Dive Brief:
- California lawmakers approved a sweeping energy package at the end of the legislative session that does not include funding to continue two grid reliability programs, including a virtual power plant advocates believe is the largest in the world.
- Earlier this year, the state faced a $12 billion budget shortfall, and the two programs were in limbo for months as legislators negotiated down to the wire. The bills awaiting Gov. Gavin Newsom’s signature after the session closed Saturday include proposals aimed at bringing down energy costs, expanding the Western grid and codifying virtual power plants in longterm planning.
- Advocates say gutting the Demand Side Grid Support and Distributed Electricity Backup Assets programs threatens to undermine the state’s progress toward a more resilient grid that can respond to system stress by calling on batteries, electric vehicles, rooftop solar panels, smart thermostats and other energy resources that are increasingly common in homes, businesses and institutions.
Dive Insight:
Legislators created DSGS and DEBA in 2022 to try to improve reliability and avoid blackouts during emergencies. At one time, they were slated to receive nearly a billion dollars in state funds.
Kate Unger, senior policy advisor for the California Solar and Storage Association, said the DSGS program alone has more than one gigawatt of enrolled capacity, of which about 750 MW is batteries. The program is run by the California Energy Commission and offers customers, utilities and/or aggregators compensation in exchange for allowing their resources to be dispatched at times of grid stress.
A test event in July saw more than 500 MW of battery energy dispatched to the grid for two hours.
“I think we’re at a point now where I can actually see the program come to a grinding halt,” said Unger. “There appears to be a risk that DSGS providers and customers could participate in 2026 and not get paid.”
A study by The Brattle Group, commissioned by Sunrun and Tesla Energy, both of which participate in the DSGS program, concluded that the taxpayer-funded virtual power plant could reduce the need for gas peaker plants and has the potential to save ratepayers $206 million between 2025 and 2028.
After several rounds of appropriations and clawbacks, the programs had been expected to receive more than $400 million through at least 2028, funded primarily from California’s Greenhouse Gas Reduction Fund, which is funded by its cap and trade program.
Their fate, however, rested on the reauthorization of the cap and trade program, which was the centerpiece of a sprawling energy package that Newsom pushed through.
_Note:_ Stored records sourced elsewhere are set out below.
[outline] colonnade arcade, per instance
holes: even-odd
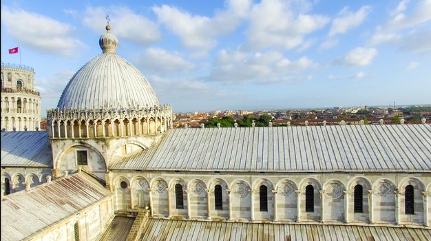
[[[244,180],[228,183],[220,178],[205,183],[200,179],[187,182],[180,178],[167,181],[156,177],[149,181],[142,176],[118,176],[113,184],[116,210],[148,206],[152,216],[161,218],[428,227],[431,218],[431,185],[425,191],[424,184],[414,177],[403,178],[397,185],[388,179],[371,183],[364,178],[355,178],[348,183],[331,180],[324,185],[311,178],[298,184],[288,179],[273,184],[260,178],[251,185]],[[406,190],[410,188],[414,191],[408,197]],[[178,190],[182,190],[181,196]],[[266,191],[262,193],[262,190]],[[408,209],[412,202],[412,212]]]
[[[170,105],[147,109],[48,111],[50,136],[108,138],[157,134],[172,128]]]

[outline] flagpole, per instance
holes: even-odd
[[[18,46],[19,46],[19,49],[21,49],[21,44],[19,45]],[[21,50],[18,50],[18,52],[19,52],[19,64],[22,65],[23,63],[21,62]]]

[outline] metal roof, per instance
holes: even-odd
[[[262,224],[151,218],[139,240],[429,240],[431,229],[321,224]]]
[[[60,109],[120,108],[159,105],[145,77],[121,56],[106,53],[87,63],[60,97]]]
[[[112,195],[84,174],[74,174],[1,200],[1,240],[21,240]]]
[[[47,132],[1,132],[1,167],[52,167]]]
[[[110,169],[238,171],[430,171],[431,125],[169,129]]]

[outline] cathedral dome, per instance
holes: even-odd
[[[60,97],[60,109],[129,108],[159,105],[156,93],[142,73],[115,53],[117,38],[109,30],[99,39],[103,54],[83,66]]]

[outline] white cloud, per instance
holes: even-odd
[[[401,49],[412,50],[415,53],[430,52],[430,44],[425,43],[419,47],[423,50],[417,50],[415,43],[410,42],[412,39],[423,41],[429,36],[428,32],[416,32],[424,23],[431,20],[431,0],[421,0],[412,6],[412,10],[407,11],[409,1],[401,1],[397,8],[392,10],[390,19],[383,25],[379,25],[370,39],[368,43],[376,45],[383,43],[399,44]],[[425,47],[424,47],[425,46]]]
[[[191,70],[193,64],[177,53],[170,53],[160,48],[148,48],[135,58],[136,65],[144,73],[166,75]]]
[[[84,25],[96,32],[105,32],[109,13],[111,32],[122,39],[145,45],[161,39],[157,25],[145,17],[137,14],[127,7],[88,7],[83,19]]]
[[[331,48],[337,46],[338,43],[339,41],[337,39],[327,39],[320,45],[320,48],[324,50]]]
[[[37,13],[1,6],[1,23],[18,42],[41,52],[70,56],[84,46],[72,25]]]
[[[406,70],[411,70],[417,68],[419,65],[419,63],[418,62],[412,61],[409,63],[408,65],[407,65],[407,67],[406,67]]]
[[[310,6],[304,7],[298,3],[302,1],[262,0],[254,5],[246,30],[248,47],[295,48],[304,43],[307,34],[322,29],[329,21],[326,16],[302,12],[308,10]],[[309,5],[308,2],[306,3]]]
[[[358,47],[350,50],[344,57],[336,62],[348,65],[368,65],[371,63],[377,54],[377,50],[375,48]]]
[[[394,16],[397,15],[400,12],[404,12],[407,8],[407,4],[410,1],[410,0],[402,0],[398,3],[397,8],[390,12],[390,15]]]
[[[364,22],[370,11],[371,7],[368,6],[362,6],[356,12],[350,12],[348,7],[345,7],[338,14],[338,17],[333,21],[329,36],[344,34],[359,26]]]
[[[251,54],[223,50],[218,54],[215,67],[204,78],[231,83],[286,82],[298,79],[297,76],[293,77],[287,74],[297,74],[317,66],[317,63],[306,56],[291,61],[276,51]]]
[[[231,0],[226,8],[213,17],[192,15],[178,8],[162,5],[154,7],[158,21],[181,39],[182,44],[195,52],[204,55],[217,43],[217,37],[232,32],[248,14],[249,0]]]

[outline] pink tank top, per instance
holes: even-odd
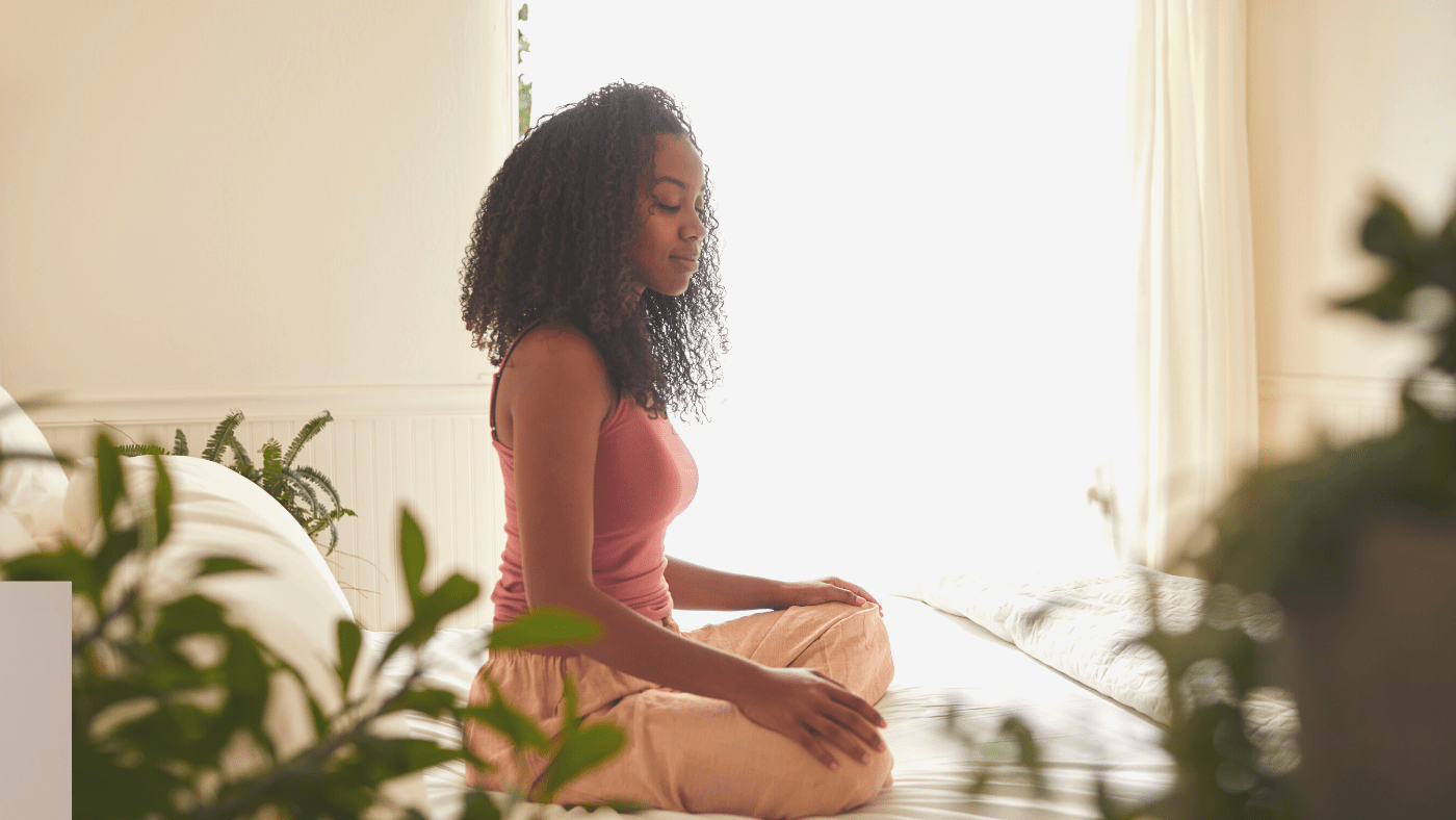
[[[529,609],[515,516],[515,453],[495,437],[495,390],[521,336],[505,352],[491,386],[491,441],[505,479],[505,551],[501,578],[491,591],[496,625]],[[696,492],[697,465],[673,425],[667,418],[648,418],[645,409],[623,395],[597,437],[591,542],[591,580],[597,588],[649,620],[667,618],[673,596],[662,575],[667,567],[662,537],[667,524],[687,508]]]

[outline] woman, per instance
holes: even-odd
[[[462,306],[499,366],[495,622],[569,607],[603,638],[579,653],[498,653],[470,701],[491,699],[489,674],[556,731],[569,674],[582,715],[626,730],[623,753],[562,803],[837,813],[890,776],[871,703],[893,666],[874,597],[839,578],[779,583],[664,556],[667,524],[697,488],[665,411],[702,415],[727,350],[715,227],[693,131],[649,86],[612,84],[543,118],[491,182]],[[773,612],[683,635],[674,606]],[[485,727],[467,727],[466,743],[496,766],[472,770],[472,785],[542,775]]]

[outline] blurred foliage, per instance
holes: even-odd
[[[1456,207],[1421,232],[1377,194],[1360,245],[1380,261],[1380,281],[1334,303],[1433,339],[1428,361],[1401,385],[1392,433],[1348,446],[1322,441],[1309,457],[1251,470],[1211,516],[1210,580],[1201,622],[1185,634],[1153,626],[1143,641],[1168,664],[1174,705],[1165,746],[1178,765],[1172,794],[1109,817],[1166,820],[1291,819],[1289,778],[1299,765],[1297,712],[1286,683],[1283,610],[1337,583],[1363,521],[1388,511],[1456,510]],[[1436,387],[1430,390],[1430,387]],[[1150,590],[1152,593],[1153,590]]]
[[[1002,718],[992,737],[983,737],[974,728],[960,721],[962,709],[952,706],[945,712],[945,731],[962,747],[970,762],[970,778],[965,792],[978,797],[986,794],[992,776],[1006,770],[1022,775],[1037,797],[1047,795],[1047,775],[1041,762],[1041,746],[1031,727],[1016,714]]]
[[[521,10],[515,13],[517,20],[527,20],[530,17],[530,3],[521,3]],[[521,64],[521,55],[531,50],[531,41],[526,39],[526,32],[517,26],[515,29],[515,64]],[[515,74],[515,95],[517,108],[520,111],[520,124],[517,130],[517,137],[524,137],[527,131],[531,130],[531,84],[526,82],[526,77],[520,73]]]
[[[344,516],[357,516],[357,513],[339,501],[339,491],[335,489],[329,476],[314,468],[296,468],[293,466],[293,460],[303,452],[303,446],[322,433],[331,421],[333,421],[333,417],[329,415],[329,411],[310,418],[298,428],[298,434],[293,437],[287,452],[284,452],[282,444],[277,438],[269,438],[259,452],[259,460],[262,462],[259,466],[248,454],[242,441],[237,440],[237,425],[243,422],[243,411],[233,411],[217,424],[213,435],[207,440],[207,447],[202,449],[201,457],[220,465],[223,463],[223,454],[232,450],[233,463],[229,465],[232,470],[264,488],[268,495],[272,495],[282,504],[282,508],[298,521],[298,526],[309,533],[310,539],[317,542],[319,533],[325,529],[329,530],[329,543],[325,551],[325,555],[329,555],[339,543],[336,521]],[[121,454],[186,456],[189,453],[186,435],[182,430],[178,430],[170,453],[159,444],[125,444],[121,447]],[[319,543],[319,546],[323,545]]]
[[[0,452],[0,463],[7,456],[32,457]],[[543,801],[623,746],[625,736],[614,725],[581,727],[574,699],[568,701],[565,730],[547,738],[499,696],[488,706],[457,706],[451,692],[422,683],[418,650],[444,616],[473,602],[480,590],[459,574],[432,590],[424,588],[425,542],[411,514],[402,511],[399,549],[411,619],[367,671],[365,685],[355,682],[354,699],[349,682],[355,677],[363,634],[352,620],[338,622],[335,671],[342,706],[326,714],[304,686],[306,720],[312,721],[309,728],[316,743],[297,754],[280,756],[264,728],[265,705],[275,676],[303,685],[301,674],[237,626],[215,600],[195,590],[172,600],[151,600],[144,591],[146,568],[156,552],[167,549],[172,532],[172,482],[162,457],[156,457],[156,470],[151,495],[130,498],[121,450],[105,435],[98,437],[96,497],[103,529],[98,543],[82,548],[66,542],[54,552],[32,552],[0,564],[0,577],[6,580],[71,584],[74,817],[338,820],[384,805],[381,784],[428,766],[467,760],[489,770],[469,749],[370,731],[381,717],[405,709],[479,721],[510,738],[518,753],[543,754],[547,775],[530,795]],[[124,507],[131,514],[124,514]],[[141,571],[118,574],[128,558]],[[211,556],[197,565],[192,581],[256,571],[261,569],[239,558]],[[600,626],[582,615],[533,610],[491,632],[488,647],[498,651],[581,644],[598,635]],[[396,690],[384,690],[380,669],[406,648],[416,653],[414,670]],[[224,768],[224,759],[236,760],[239,749],[261,765],[249,773]],[[463,820],[498,820],[527,794],[529,784],[514,789],[501,805],[486,792],[472,792]],[[411,808],[405,817],[422,816]]]

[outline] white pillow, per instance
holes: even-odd
[[[344,590],[329,572],[319,548],[301,526],[261,486],[223,465],[186,456],[162,456],[172,479],[172,532],[151,561],[146,590],[154,600],[183,591],[191,567],[213,555],[236,556],[269,572],[229,572],[201,578],[195,590],[224,604],[233,620],[271,647],[303,676],[325,714],[341,706],[338,696],[338,626],[354,620]],[[125,457],[127,492],[150,500],[156,488],[153,456]],[[150,501],[149,501],[150,502]],[[96,510],[96,472],[90,460],[77,465],[66,494],[64,532],[76,543],[96,546],[100,520]],[[134,567],[118,567],[114,584],[125,583]],[[354,693],[364,679],[355,667]],[[371,693],[379,698],[379,693]],[[281,759],[312,746],[312,720],[301,692],[291,679],[274,677],[265,728]],[[376,724],[379,736],[406,734],[403,714]],[[252,768],[246,756],[230,772]],[[397,778],[384,785],[397,805],[425,804],[424,776]]]
[[[0,450],[54,454],[4,387],[0,387]],[[64,495],[66,470],[55,462],[25,459],[0,465],[0,561],[60,542]]]
[[[162,459],[172,479],[172,532],[150,562],[146,594],[157,602],[181,597],[197,562],[214,555],[265,568],[208,575],[195,590],[221,603],[236,623],[293,664],[326,712],[338,709],[336,623],[352,620],[354,613],[319,548],[282,505],[226,466],[186,456]],[[121,463],[131,498],[150,500],[156,488],[153,456]],[[64,532],[76,543],[99,546],[96,468],[90,460],[77,465],[66,494]],[[134,562],[118,567],[114,588],[137,571]],[[298,692],[284,685],[288,703],[275,705],[278,699],[275,692],[268,728],[278,752],[291,754],[312,744],[312,724]]]

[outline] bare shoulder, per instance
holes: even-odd
[[[607,377],[597,345],[568,325],[542,325],[527,332],[517,342],[507,367],[514,367],[518,376],[529,380],[593,382],[593,376],[597,376],[606,382]]]
[[[616,395],[591,339],[562,325],[521,336],[498,390],[496,433],[508,447],[521,419],[596,430],[612,415]]]

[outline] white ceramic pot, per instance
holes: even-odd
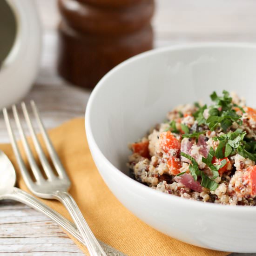
[[[34,1],[6,1],[15,16],[17,33],[0,69],[0,108],[16,102],[27,93],[38,70],[41,51],[41,29]]]
[[[88,141],[107,185],[130,211],[156,229],[186,243],[226,251],[256,252],[256,207],[203,203],[154,190],[128,176],[128,142],[162,121],[179,104],[223,89],[256,107],[256,46],[211,43],[150,51],[107,74],[92,93]]]

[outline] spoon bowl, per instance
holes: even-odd
[[[16,174],[7,155],[0,150],[0,196],[11,193],[16,183]]]

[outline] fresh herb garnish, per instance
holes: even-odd
[[[212,162],[214,155],[214,150],[211,147],[208,155],[207,156],[207,158],[202,158],[202,162],[206,164],[207,166],[211,169],[213,175],[212,177],[213,179],[216,179],[219,176],[219,172],[218,171],[219,169],[218,169],[217,167],[214,165]]]
[[[205,119],[203,117],[203,114],[204,110],[207,108],[207,106],[204,105],[202,107],[201,107],[198,102],[195,102],[195,106],[198,108],[198,109],[194,113],[193,115],[197,121],[198,125],[205,123]]]
[[[217,158],[223,158],[235,152],[239,146],[244,144],[245,135],[246,132],[242,129],[236,129],[234,132],[229,131],[217,137],[219,144],[215,152],[216,156]]]
[[[201,134],[204,134],[206,132],[206,131],[203,131],[202,132],[199,132],[198,133],[194,133],[190,134],[182,134],[182,136],[183,138],[195,138],[198,139],[198,137]]]
[[[181,175],[182,175],[182,174],[184,174],[185,173],[186,173],[187,172],[186,171],[185,171],[184,172],[180,172],[180,173],[178,174],[176,176],[180,176]]]
[[[165,132],[170,130],[172,133],[180,133],[180,131],[177,129],[176,123],[174,120],[173,120],[171,122],[169,123],[169,128],[165,130]]]
[[[193,176],[194,180],[197,180],[197,176],[201,176],[201,173],[199,171],[199,168],[198,167],[198,164],[195,161],[195,159],[192,157],[191,155],[187,155],[184,152],[181,152],[181,155],[184,157],[188,158],[191,162],[191,163],[189,164],[189,168],[190,172],[191,175]]]
[[[211,131],[220,126],[224,131],[226,131],[234,122],[242,124],[242,116],[237,115],[233,109],[234,104],[231,103],[232,98],[229,97],[229,93],[224,90],[222,94],[222,96],[219,96],[216,92],[214,92],[210,95],[215,104],[209,107],[210,116],[205,123]]]
[[[183,152],[181,152],[181,155],[191,161],[191,163],[189,164],[189,168],[195,181],[197,180],[198,176],[201,176],[202,177],[201,185],[202,187],[206,188],[211,190],[215,190],[217,189],[219,186],[218,183],[210,179],[202,171],[199,170],[198,164],[193,157]]]
[[[189,128],[188,126],[185,125],[185,124],[183,124],[182,123],[181,124],[181,126],[182,127],[182,130],[185,133],[185,134],[189,134]]]
[[[183,115],[183,113],[181,111],[179,111],[178,113],[179,113],[179,115],[180,115],[180,117],[183,117],[184,116],[184,115]]]
[[[219,186],[219,184],[214,181],[211,180],[206,174],[203,174],[202,176],[201,186],[204,187],[210,190],[215,190]]]
[[[245,111],[244,111],[243,108],[242,107],[241,107],[240,106],[238,106],[238,105],[237,105],[236,104],[233,104],[233,106],[234,107],[236,107],[236,108],[238,108],[242,112],[242,113],[245,113]]]
[[[256,162],[256,154],[251,153],[246,150],[244,146],[239,146],[237,148],[237,153],[245,158],[249,158],[251,160]]]

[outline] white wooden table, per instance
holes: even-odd
[[[22,0],[20,0],[22,1]],[[55,69],[59,17],[55,0],[34,0],[44,31],[41,67],[24,100],[37,103],[48,128],[84,115],[90,91],[69,86]],[[254,0],[156,0],[153,21],[155,46],[205,41],[256,42]],[[0,141],[8,137],[0,115]],[[0,254],[3,255],[82,255],[55,224],[25,205],[0,202]],[[233,256],[256,254],[233,254]]]

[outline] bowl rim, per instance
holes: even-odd
[[[236,42],[203,42],[203,43],[189,43],[181,44],[177,45],[167,46],[160,48],[153,49],[147,52],[143,52],[131,58],[126,60],[121,63],[115,66],[112,69],[107,73],[98,82],[94,88],[92,92],[88,101],[85,112],[85,127],[86,136],[88,143],[89,145],[91,152],[93,148],[97,155],[97,157],[100,158],[103,163],[108,168],[111,169],[113,174],[117,176],[119,176],[121,179],[125,179],[127,182],[131,184],[133,186],[136,186],[138,189],[142,190],[144,192],[152,195],[152,196],[156,197],[159,199],[166,200],[167,203],[172,202],[175,203],[177,205],[186,205],[187,207],[194,207],[197,208],[198,211],[205,210],[207,209],[211,211],[216,211],[220,213],[231,214],[231,213],[249,214],[250,213],[256,213],[256,207],[249,206],[230,205],[223,205],[218,203],[210,203],[208,202],[202,202],[195,200],[189,200],[174,195],[167,194],[161,191],[153,189],[144,184],[142,184],[137,181],[134,180],[130,177],[123,173],[121,170],[115,167],[104,155],[95,141],[93,132],[90,125],[90,116],[91,115],[92,106],[94,104],[94,99],[97,97],[98,92],[104,86],[105,81],[108,77],[118,71],[120,69],[137,60],[143,59],[145,57],[156,55],[159,53],[164,52],[174,51],[179,50],[191,49],[202,48],[244,48],[246,49],[254,49],[256,50],[256,44],[252,43],[236,43]],[[99,172],[101,172],[100,171]]]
The legislature passed a bill reauthorizing cap and trade and rebranding it as “cap and invest,” but without the grid reliability funding.
Edson Perez, senior principal at Advanced Energy United, expressed disappointment that the programs seemed to have been left on the cutting room floor amid intense negotiations and budget constraints.
“It just went into the black box of negotiations,” he said. “It is a huge missed opportunity.”
Perez said overall, reauthorizing cap and trade was a “great achievement” and he expressed hope that legislators would find another way to fund the grid reliability programs early next year.
“The Governor is steadfast in his commitment to building a more reliable, affordable, clean and safe power grid that can serve the evolving needs of millions of Californians in a hotter, drier climate,” a spokesperson for Newsom wrote in an email. “The reality is that California has rapidly deployed thousands of new megawatts in recent years meaning our grid is more resilient than it’s ever been.”